You can get more information on GigaPixel at their site. I just want to point out one big difference between 3D IP companies, and 3D chip companies, asides from the fact that one of them doesn't sell hardware: 3D IP companies tend to have more exotic solutions a la PowerVR and GigaPixel. There really isn't much room for anything out of the ordinary in the PC graphics arena. The design process is tied to the manufacturing process. You shrink dies, and add more transistors, and just chew up as much of the 3D pipeline as Intel and Microsoft allow.

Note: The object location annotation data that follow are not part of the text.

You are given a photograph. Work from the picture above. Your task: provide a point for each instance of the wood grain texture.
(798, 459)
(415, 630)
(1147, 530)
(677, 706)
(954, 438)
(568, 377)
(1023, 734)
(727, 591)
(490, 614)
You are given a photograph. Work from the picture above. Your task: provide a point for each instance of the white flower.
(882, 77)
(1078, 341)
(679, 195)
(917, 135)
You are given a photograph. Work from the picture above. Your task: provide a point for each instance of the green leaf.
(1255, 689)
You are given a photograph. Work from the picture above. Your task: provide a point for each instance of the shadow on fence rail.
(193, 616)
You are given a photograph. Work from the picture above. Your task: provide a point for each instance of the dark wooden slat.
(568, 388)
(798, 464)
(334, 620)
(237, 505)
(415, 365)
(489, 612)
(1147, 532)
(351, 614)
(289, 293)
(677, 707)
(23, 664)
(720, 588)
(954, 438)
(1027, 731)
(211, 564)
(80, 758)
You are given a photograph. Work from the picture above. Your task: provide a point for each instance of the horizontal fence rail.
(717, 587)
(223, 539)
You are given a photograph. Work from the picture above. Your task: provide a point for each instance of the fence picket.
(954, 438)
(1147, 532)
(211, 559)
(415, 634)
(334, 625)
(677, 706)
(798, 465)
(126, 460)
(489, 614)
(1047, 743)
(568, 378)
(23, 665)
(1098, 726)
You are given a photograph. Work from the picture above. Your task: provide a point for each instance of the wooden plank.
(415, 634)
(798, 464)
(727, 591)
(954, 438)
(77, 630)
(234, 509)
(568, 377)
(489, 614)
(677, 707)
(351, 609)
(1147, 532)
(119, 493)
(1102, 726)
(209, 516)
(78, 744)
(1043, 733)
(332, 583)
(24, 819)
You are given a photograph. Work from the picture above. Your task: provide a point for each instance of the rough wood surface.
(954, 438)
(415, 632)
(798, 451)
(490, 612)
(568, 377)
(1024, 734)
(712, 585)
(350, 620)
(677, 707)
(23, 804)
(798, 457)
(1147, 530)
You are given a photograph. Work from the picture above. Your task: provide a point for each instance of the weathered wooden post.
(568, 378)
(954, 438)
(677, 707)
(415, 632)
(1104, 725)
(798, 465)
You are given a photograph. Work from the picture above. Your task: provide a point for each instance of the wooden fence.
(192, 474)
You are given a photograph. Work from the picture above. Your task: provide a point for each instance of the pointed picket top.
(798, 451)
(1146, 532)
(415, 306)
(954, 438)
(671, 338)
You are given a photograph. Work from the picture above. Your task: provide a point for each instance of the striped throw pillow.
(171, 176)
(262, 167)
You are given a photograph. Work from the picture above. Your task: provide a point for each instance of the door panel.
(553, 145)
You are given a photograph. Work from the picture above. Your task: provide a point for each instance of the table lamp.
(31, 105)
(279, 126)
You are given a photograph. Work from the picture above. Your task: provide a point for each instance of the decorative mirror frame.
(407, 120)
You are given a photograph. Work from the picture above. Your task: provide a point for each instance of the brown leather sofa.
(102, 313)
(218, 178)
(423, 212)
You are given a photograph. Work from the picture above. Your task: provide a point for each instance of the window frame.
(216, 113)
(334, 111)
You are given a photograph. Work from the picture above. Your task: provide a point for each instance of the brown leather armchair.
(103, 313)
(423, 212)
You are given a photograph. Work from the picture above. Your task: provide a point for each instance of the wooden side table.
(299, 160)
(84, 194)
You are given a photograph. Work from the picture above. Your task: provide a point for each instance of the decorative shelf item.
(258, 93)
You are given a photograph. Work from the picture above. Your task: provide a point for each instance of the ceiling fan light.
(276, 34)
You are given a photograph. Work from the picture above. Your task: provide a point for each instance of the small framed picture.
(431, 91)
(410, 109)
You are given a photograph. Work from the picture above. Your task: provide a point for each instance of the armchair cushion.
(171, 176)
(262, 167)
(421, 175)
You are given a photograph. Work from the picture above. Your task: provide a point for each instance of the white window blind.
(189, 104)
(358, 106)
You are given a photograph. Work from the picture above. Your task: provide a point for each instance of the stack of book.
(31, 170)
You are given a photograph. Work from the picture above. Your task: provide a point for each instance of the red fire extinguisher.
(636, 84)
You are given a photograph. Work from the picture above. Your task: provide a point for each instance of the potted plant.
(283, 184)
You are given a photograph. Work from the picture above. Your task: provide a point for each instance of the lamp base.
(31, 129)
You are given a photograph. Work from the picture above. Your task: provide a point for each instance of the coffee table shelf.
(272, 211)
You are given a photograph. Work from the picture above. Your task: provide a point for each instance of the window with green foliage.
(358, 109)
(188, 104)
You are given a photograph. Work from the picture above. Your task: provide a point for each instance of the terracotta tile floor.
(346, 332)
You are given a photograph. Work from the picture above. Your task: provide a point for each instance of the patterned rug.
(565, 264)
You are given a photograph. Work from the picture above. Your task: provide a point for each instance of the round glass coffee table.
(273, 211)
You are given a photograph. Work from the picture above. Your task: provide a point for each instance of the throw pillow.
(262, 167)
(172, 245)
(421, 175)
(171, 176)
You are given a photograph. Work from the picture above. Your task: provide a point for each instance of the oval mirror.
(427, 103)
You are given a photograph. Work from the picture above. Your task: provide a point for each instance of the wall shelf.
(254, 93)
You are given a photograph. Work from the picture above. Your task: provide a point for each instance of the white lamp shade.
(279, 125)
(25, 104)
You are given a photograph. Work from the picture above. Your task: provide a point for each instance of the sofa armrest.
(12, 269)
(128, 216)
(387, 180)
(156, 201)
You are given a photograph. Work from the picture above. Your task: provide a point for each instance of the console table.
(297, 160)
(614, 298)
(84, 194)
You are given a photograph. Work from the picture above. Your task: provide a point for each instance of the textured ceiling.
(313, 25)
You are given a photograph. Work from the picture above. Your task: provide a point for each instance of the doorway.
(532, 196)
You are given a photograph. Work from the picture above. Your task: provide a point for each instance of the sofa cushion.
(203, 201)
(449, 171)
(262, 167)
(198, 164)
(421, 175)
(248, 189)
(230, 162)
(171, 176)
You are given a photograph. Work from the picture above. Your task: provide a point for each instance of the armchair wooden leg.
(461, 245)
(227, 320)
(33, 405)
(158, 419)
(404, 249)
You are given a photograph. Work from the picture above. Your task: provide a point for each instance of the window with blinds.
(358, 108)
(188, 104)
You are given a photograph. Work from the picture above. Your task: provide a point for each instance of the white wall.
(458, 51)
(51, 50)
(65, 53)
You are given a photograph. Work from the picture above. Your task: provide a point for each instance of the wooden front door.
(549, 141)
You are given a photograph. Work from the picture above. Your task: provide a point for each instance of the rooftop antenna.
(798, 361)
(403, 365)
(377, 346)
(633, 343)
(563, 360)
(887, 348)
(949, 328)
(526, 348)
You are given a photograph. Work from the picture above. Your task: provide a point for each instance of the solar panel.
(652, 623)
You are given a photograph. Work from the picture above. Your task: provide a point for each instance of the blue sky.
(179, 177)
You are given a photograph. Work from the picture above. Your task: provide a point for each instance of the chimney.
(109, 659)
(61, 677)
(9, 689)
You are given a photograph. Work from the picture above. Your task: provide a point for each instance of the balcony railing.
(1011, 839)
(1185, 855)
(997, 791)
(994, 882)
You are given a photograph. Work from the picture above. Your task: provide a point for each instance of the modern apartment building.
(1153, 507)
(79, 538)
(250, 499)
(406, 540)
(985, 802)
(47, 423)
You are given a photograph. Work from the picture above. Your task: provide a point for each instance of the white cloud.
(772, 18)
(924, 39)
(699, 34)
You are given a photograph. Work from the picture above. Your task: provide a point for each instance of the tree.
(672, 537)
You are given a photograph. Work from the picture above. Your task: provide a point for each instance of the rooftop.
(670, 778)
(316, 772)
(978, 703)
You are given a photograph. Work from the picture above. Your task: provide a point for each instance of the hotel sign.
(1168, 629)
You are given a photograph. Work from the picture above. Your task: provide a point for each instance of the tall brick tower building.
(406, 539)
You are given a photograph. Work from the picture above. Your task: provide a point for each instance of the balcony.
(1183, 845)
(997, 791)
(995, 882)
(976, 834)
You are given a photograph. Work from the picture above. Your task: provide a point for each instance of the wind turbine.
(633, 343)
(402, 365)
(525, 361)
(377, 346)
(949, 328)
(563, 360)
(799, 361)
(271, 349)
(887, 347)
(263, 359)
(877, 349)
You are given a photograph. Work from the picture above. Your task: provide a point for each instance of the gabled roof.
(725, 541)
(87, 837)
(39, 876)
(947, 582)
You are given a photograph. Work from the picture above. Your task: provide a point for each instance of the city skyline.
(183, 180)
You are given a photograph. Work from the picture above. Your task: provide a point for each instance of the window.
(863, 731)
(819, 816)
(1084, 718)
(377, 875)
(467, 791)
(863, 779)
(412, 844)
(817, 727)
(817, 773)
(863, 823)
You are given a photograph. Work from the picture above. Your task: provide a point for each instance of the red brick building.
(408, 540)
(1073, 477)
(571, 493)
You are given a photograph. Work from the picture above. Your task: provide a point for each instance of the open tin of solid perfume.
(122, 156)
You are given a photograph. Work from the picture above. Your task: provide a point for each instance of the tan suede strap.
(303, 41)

3D IP companies have to be more concerned about addressing the needs of manufacturers that want to squeeze the 3D into either an existing design, or as part of some strategic component design. I don't honestly know if that is good or bad from a technology standpoint. Certainly, PowerVR has proven that the best intentions in the world don't add up to the best products. However, my contention is that in the desktop graphics market there is room for 3 big players, and everyone else is just not going to have the investment funds needed to compete in 3D. Therefore, 3D IP may be the best hope that's available to anyone who isn't ATI, Nvidia, or S3.

It's worth keeping an eye on companies such as GigaPixel. If GigaPixel can get a few big, committed customers, it will be able to stretch its architecture into the desktop arena, perhaps through a company like Matrox , or ELSA . I am pretty certain that there is still some life left in the graphics business, and that eventually, even the PC OEMs are going to want to buy in 3D technology that is exclusive to them. As for 3D in other devices, it would be a great thing for 3D IP companies, but unless a few Sega's spring up in the next five years, I don't see much to build a business on. Maybe Sony will scare up a few DVD and console competitors by virtue of its market superiority. Maybe that's Sony's the best thing that could happen to GigaPixel. We'll see.